制作者(webmaster)
野嵜健秀(Takehide Nozaki)
初出
「知られざる傑作」2000年01月04日(火)
公開
2001-06-25
改訂
2001-11-27

『正統とは何か』

書誌

ことば

こんな書物を書かねばならぬ理由はどこにあるのか。答はただ一つ、挑戰を受けたからといふにつきる。決鬪を受けて立つたのである以上、たとへ少々手許が狂つてもこちらの面目は立たうといふものだ。數年前のことである。『異端者たち』と題して、一連の論考を一本に纏めて上梓したことがある。急いで書いたものではあつたが、不眞面目に書いたつもりはない。ところでこの書物にたいして、何人かの批評家筋からお叱りを蒙つた。……そのお叱りとはかうである。つまり、私が誰かれとなく相手をつかまへて、包括的な世界觀を明示せよと迫るのは結構だが、それなら私自身はどんな世界觀を抱いてゐるのか、その點は周到に言明を避けてゐる、自分で自分の要求に實例をもつて答へてをらぬではないか、といふのである。「私の哲學のことを心配するのは、チェスタトン氏がまづ彼自身の哲學を披瀝してからでも遲くはあるまい」ストリート氏はかう言はれる。
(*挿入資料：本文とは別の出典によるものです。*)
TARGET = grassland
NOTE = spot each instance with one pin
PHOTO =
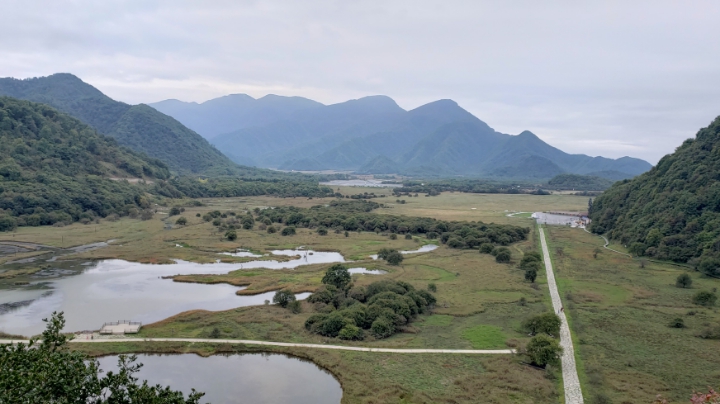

だが、おそらく氏は、もう少し愼重に相手を見てからこの言を吐かれるべきであつたらう。なにしろその相手たるや、ほんの些細なきつかけさへ與へられれば、たちどころに數卷の書物をものしようと待ちかまへてゐる私だからだ。それはともかく、この書物は、なるほどストリート氏にきつかけを與へられ、いはば彼を産婆として生まれたものには違ひないが、しかし別に彼に是非とも讀んでいただくには及ばない。もしご醉狂にも事實讀んでみたところで、とても氏のお眼鏡にかなふやうな代物でないのは目に見えてゐる。私は、およそ茫漠として個人的な説明を試みた。推論を重ねるといふよりは、イメージを積み重ねて私の信ずるに到つた哲學を開陳した。あへて「私の」哲學とは言はぬ。私が作つた哲學ではないからだ。神と人類がそれを作つた。私はそれによつて作られたのである。

論爭家と云ふ奴は常に相手を説得する爲にものを書くのだと思はれるだらうが、實際にはさうでもない。論爭相手は論爭家の眞の敵ではない、論爭家は敵を「狂言まはし」としてしか考へてゐない事がある。

小林秀雄は、私に説教などできない、できるのは告白だけだ、と言つたさうである。葦津珍彦は敢て自分の神道觀を語らなかつた。福田恆存ならば、自分を語る事はできない、自分を演ずる事しか人はできない、とでも言つただらう。